This is a scene of a breakup/blow-off that I wrote last year for one of my characters, Jacy Yates. She does NOT like penises that are too large (more on that later).
Four score and several swarthy bad dates later, I went to the drugstore to pick up some Magnum Condoms. My new boyfriend, Peter Goldstone had been bragging about his elephantine dick.
“I have a Very Big Dick,” He told me. I hadn’t yet touched it for it was like saving hard expensive special candy for later.
“Oh,” I’d say, whenever he brought up this ravaging topic of conversation. “Really?”
“Yes, it’s Very Large.”
“Well…” I’d act all impressed and all that…but…I was Very Hesitant about the whole thing.
Frankly, I was a little scared.
He bragged SO much about that it was starting to freak me out. Like I was some swarmy Stealth-Bomber Girlfriend that could handle the ride. And I’d just gotten back from the yucky doctor, too.
But I decided to brave it.
So one afternoon I drove to an out-of-the-way drugstore in the Very NorthWest-West region of my universe to pick up the goodies.

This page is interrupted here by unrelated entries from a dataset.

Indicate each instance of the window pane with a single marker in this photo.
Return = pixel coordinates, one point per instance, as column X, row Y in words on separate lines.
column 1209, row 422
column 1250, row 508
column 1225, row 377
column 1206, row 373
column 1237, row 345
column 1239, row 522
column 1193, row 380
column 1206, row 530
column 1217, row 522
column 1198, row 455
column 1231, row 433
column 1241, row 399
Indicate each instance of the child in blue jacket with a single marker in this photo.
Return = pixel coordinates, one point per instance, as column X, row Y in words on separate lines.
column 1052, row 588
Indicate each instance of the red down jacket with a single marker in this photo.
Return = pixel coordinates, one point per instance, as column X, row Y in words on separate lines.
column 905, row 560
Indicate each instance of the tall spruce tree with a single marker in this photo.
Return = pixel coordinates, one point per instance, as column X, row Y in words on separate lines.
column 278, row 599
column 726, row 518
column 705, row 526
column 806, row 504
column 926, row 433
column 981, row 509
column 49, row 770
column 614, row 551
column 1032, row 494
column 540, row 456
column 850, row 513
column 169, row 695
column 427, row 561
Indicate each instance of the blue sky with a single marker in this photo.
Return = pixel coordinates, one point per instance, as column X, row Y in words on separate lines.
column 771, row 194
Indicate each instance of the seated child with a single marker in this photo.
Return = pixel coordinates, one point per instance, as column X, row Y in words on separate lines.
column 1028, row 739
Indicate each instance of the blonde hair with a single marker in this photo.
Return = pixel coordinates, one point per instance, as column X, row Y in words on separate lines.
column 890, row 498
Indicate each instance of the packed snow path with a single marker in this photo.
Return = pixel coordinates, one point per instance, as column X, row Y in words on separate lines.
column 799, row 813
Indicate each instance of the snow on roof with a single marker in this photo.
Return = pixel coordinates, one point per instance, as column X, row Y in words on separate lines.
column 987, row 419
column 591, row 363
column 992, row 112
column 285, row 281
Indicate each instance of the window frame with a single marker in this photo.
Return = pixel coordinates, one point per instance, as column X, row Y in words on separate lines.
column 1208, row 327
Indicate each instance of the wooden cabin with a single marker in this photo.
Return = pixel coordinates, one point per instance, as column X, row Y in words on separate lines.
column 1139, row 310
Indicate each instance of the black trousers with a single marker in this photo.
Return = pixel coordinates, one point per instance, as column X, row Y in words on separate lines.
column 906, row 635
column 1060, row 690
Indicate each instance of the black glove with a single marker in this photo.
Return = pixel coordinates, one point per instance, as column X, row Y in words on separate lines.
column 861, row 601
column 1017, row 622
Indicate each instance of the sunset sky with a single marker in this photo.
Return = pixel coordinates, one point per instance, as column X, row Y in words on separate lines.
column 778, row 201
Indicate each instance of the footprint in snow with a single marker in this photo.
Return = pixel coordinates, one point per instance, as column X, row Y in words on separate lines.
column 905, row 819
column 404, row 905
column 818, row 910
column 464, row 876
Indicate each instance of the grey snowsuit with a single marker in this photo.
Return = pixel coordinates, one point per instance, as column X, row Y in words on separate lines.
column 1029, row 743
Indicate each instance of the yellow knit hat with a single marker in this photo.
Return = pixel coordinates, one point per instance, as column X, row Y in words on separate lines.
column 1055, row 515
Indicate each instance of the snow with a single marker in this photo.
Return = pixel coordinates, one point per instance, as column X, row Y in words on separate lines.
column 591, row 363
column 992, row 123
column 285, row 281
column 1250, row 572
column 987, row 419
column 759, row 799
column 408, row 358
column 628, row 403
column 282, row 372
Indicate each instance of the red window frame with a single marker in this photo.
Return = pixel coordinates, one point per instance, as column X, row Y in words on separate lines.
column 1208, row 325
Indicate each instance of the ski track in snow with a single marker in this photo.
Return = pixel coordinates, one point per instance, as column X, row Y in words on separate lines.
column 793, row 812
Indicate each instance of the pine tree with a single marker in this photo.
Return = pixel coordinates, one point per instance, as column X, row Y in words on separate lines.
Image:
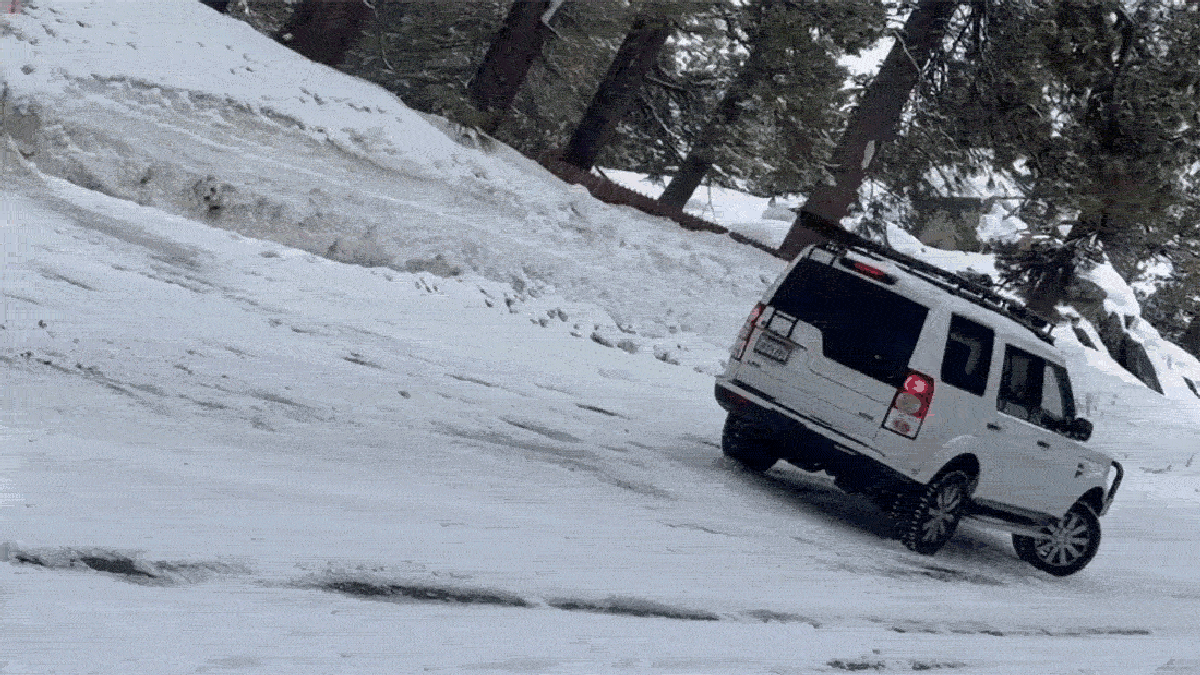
column 618, row 89
column 873, row 123
column 325, row 30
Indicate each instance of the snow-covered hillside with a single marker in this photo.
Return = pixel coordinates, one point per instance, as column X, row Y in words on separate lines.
column 222, row 448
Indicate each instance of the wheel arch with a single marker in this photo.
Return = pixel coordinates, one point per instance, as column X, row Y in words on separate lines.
column 1095, row 500
column 966, row 463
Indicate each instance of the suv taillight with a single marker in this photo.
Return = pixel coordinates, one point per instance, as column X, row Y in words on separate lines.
column 739, row 346
column 910, row 405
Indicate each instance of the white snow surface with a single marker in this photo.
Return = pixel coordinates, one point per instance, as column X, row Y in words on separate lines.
column 495, row 451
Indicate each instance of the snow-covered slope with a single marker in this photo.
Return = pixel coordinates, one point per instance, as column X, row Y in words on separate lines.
column 222, row 451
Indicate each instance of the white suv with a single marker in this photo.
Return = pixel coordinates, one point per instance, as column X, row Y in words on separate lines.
column 924, row 390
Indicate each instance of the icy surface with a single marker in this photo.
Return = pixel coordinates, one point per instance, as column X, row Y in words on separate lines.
column 496, row 451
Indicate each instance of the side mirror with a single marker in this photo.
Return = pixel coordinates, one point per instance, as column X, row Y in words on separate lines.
column 1080, row 429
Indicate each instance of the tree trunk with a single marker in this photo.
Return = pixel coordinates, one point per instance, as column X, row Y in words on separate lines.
column 509, row 57
column 1191, row 339
column 871, row 124
column 324, row 30
column 703, row 153
column 618, row 90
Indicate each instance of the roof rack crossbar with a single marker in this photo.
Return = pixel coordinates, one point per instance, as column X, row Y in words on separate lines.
column 953, row 282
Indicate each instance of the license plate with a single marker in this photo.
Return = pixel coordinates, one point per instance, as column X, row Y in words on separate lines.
column 773, row 348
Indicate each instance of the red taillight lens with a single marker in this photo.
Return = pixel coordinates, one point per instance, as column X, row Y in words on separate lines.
column 739, row 346
column 868, row 270
column 921, row 388
column 910, row 405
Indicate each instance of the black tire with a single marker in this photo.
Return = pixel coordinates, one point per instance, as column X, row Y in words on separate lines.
column 1066, row 547
column 930, row 514
column 751, row 446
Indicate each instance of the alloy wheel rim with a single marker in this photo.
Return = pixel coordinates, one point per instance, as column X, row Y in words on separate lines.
column 942, row 513
column 1065, row 543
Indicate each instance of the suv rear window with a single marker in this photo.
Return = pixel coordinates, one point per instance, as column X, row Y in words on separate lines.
column 863, row 326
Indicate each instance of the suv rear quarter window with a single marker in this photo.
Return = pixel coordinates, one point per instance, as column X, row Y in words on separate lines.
column 967, row 356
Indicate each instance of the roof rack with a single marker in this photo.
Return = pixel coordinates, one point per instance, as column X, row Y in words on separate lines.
column 947, row 280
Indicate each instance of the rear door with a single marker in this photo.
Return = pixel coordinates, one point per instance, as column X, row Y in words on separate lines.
column 1029, row 463
column 835, row 346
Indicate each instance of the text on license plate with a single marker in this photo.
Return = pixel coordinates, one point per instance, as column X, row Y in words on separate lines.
column 773, row 348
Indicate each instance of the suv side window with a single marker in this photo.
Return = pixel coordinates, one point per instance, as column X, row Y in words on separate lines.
column 1057, row 400
column 1020, row 386
column 967, row 356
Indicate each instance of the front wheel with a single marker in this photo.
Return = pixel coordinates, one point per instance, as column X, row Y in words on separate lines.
column 930, row 514
column 749, row 444
column 1066, row 547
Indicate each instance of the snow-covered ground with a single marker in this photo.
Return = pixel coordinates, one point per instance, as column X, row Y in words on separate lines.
column 493, row 452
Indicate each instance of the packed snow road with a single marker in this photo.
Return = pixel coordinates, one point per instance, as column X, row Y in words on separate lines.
column 228, row 455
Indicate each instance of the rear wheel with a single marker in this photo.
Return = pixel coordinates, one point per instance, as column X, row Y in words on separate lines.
column 751, row 446
column 1066, row 547
column 930, row 513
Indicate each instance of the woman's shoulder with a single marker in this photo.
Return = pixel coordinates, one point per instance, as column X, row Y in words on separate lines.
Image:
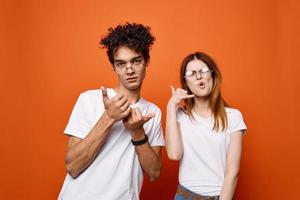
column 232, row 112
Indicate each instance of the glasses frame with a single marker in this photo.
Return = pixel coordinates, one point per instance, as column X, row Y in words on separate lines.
column 136, row 67
column 196, row 72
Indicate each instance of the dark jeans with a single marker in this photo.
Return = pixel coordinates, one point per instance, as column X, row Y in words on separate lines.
column 192, row 195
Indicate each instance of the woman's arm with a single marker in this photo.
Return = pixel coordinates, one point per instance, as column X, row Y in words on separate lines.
column 174, row 144
column 232, row 166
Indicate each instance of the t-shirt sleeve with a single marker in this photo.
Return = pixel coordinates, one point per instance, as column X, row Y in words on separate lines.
column 78, row 124
column 156, row 137
column 236, row 122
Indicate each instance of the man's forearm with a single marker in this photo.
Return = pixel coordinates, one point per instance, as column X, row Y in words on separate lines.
column 81, row 154
column 149, row 158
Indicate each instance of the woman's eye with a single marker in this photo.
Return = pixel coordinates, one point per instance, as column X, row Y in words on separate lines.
column 136, row 62
column 205, row 69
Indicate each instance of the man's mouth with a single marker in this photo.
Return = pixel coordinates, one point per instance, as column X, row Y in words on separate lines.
column 202, row 85
column 131, row 79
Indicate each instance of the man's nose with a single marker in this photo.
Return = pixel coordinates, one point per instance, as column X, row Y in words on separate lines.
column 198, row 75
column 129, row 70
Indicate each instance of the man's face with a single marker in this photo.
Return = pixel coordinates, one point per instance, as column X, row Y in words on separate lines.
column 130, row 67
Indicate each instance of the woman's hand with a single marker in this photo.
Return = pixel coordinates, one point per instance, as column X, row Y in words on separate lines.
column 178, row 94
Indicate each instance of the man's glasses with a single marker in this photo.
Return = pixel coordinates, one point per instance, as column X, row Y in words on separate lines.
column 136, row 64
column 203, row 72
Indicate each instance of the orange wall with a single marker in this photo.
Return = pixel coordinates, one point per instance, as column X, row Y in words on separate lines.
column 49, row 54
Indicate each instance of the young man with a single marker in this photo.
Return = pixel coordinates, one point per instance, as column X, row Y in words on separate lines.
column 114, row 134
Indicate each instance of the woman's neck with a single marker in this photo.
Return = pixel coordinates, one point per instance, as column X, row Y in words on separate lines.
column 201, row 107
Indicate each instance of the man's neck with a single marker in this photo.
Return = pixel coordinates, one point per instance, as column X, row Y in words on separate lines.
column 132, row 95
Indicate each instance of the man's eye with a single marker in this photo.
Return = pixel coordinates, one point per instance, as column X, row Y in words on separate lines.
column 120, row 64
column 204, row 69
column 189, row 73
column 137, row 62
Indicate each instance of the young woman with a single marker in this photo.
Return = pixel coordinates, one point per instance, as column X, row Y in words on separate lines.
column 205, row 134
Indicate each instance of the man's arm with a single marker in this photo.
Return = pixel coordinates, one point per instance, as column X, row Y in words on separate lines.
column 81, row 152
column 149, row 157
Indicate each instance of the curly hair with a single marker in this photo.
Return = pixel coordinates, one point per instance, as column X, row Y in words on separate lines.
column 135, row 36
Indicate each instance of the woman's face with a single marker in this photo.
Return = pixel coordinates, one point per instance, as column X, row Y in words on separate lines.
column 199, row 78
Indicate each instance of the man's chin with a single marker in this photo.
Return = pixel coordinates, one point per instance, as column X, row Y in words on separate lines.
column 133, row 86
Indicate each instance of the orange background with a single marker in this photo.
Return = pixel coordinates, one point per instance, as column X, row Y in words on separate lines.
column 50, row 53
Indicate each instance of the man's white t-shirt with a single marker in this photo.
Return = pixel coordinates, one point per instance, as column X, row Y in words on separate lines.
column 116, row 173
column 202, row 166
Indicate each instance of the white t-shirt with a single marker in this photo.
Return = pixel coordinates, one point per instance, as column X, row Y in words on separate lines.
column 116, row 173
column 202, row 166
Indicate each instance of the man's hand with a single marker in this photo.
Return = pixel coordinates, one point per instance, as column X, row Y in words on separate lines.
column 116, row 108
column 135, row 121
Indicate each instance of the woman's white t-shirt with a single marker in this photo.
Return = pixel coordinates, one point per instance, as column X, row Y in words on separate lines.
column 202, row 166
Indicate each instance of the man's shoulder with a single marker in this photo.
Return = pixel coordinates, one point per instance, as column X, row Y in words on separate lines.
column 91, row 92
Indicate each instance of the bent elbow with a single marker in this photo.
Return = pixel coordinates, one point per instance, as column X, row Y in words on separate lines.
column 71, row 171
column 174, row 156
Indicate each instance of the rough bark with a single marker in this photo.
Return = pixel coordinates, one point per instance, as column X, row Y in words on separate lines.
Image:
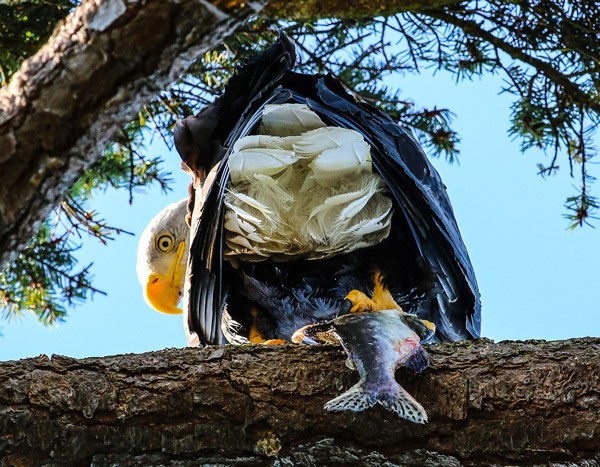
column 512, row 403
column 66, row 103
column 102, row 64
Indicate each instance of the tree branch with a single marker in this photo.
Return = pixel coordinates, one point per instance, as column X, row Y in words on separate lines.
column 512, row 403
column 67, row 102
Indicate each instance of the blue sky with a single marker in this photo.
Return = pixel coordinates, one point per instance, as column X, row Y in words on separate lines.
column 537, row 280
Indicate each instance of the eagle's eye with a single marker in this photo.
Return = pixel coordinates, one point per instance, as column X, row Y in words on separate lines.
column 165, row 243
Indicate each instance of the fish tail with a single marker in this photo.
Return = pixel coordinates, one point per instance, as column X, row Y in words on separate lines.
column 356, row 398
column 362, row 396
column 402, row 403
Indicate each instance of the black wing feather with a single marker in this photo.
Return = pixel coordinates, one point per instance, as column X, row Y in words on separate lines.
column 425, row 211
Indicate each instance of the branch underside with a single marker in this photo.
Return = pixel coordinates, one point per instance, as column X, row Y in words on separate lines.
column 511, row 403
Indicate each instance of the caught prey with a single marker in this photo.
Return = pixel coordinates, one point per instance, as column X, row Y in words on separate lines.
column 377, row 343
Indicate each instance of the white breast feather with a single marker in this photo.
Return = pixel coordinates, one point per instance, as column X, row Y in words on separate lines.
column 303, row 190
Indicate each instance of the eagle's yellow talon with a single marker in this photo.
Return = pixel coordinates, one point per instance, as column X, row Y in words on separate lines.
column 360, row 302
column 382, row 298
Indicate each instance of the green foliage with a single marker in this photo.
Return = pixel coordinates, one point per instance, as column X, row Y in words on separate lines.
column 42, row 279
column 547, row 51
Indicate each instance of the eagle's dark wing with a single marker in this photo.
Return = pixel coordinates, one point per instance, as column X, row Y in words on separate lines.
column 423, row 216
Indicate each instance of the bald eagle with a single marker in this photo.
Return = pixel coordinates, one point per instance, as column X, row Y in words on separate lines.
column 306, row 204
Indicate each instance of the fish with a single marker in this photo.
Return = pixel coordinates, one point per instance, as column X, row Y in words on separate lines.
column 377, row 344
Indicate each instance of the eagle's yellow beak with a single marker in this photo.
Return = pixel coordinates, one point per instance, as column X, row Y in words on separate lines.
column 162, row 292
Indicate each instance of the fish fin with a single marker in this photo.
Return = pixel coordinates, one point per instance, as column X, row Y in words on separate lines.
column 418, row 360
column 403, row 404
column 359, row 397
column 356, row 399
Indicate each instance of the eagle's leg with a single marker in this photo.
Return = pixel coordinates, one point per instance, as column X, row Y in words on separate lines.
column 382, row 298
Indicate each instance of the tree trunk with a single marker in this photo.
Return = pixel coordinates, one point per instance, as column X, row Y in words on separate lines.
column 102, row 64
column 66, row 103
column 512, row 403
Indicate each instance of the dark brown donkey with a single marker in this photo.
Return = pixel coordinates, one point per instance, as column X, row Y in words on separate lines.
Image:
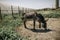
column 34, row 16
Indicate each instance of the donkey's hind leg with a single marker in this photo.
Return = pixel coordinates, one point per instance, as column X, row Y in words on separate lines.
column 34, row 23
column 39, row 24
column 25, row 23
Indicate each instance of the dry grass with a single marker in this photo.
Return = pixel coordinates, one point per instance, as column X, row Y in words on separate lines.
column 53, row 24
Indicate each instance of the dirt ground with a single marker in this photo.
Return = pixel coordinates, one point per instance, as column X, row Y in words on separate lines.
column 52, row 32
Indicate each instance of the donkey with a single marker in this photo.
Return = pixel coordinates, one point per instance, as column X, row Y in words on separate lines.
column 35, row 17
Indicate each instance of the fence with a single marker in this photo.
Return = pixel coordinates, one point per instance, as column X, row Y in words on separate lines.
column 12, row 11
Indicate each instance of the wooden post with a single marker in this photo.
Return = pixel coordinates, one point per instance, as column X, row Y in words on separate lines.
column 19, row 10
column 57, row 4
column 12, row 11
column 0, row 14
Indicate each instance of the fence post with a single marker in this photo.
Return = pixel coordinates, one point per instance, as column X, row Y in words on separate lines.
column 0, row 14
column 19, row 10
column 12, row 11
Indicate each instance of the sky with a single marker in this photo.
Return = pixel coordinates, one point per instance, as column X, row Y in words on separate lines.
column 35, row 4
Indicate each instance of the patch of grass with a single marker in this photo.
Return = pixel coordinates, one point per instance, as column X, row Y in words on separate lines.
column 7, row 28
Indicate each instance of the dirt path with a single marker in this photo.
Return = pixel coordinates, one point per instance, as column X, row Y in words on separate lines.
column 53, row 32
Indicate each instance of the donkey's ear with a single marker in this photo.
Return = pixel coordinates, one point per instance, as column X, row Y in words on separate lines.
column 46, row 19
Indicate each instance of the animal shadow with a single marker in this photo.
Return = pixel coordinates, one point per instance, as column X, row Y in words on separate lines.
column 40, row 30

After getting Ginormous Condoms in bright obnoxious-orange neon-thwarted packaging, that made me feel like Madame X-acto Butterfly-Blade from some bad ‘70s porn-o, and having the drugstore clerk look me up and down suspiciously several times, and then asking me if I needed any Ryder-Glider or Jelly-DoNutt’ry Butter with that or anything else at all, I stiflingly said NO THANKS, shoved the cash in her face (not wanting any change), then stormed out, and jumped in my getaway car speeding away. I then did an about-face U-turn right round and headed straight home like a big fat chicken ass.
What an ordeal.
A day later, he rang me, mad.
“What’s the deal, Jacy? You stood me up last night."
Oh Man.
We had scheduled to Do It at his place. He would supposedly make a gourmet meal with some fantastic uber-auspicious wine imported by his priggish parents (who were quite snotty – I wouldn’t miss them). I was to supply the Magnum Condoms.
“I must’ve fallen asleep.” I muttered.
“What’s wrong? Jacy, Jacy…” He murmured. Then he started singing. This always drove me up the wall. I dropped the phone “accidentally” on purpose.
The next day we broke up but he completely started stalking me and still does to this day.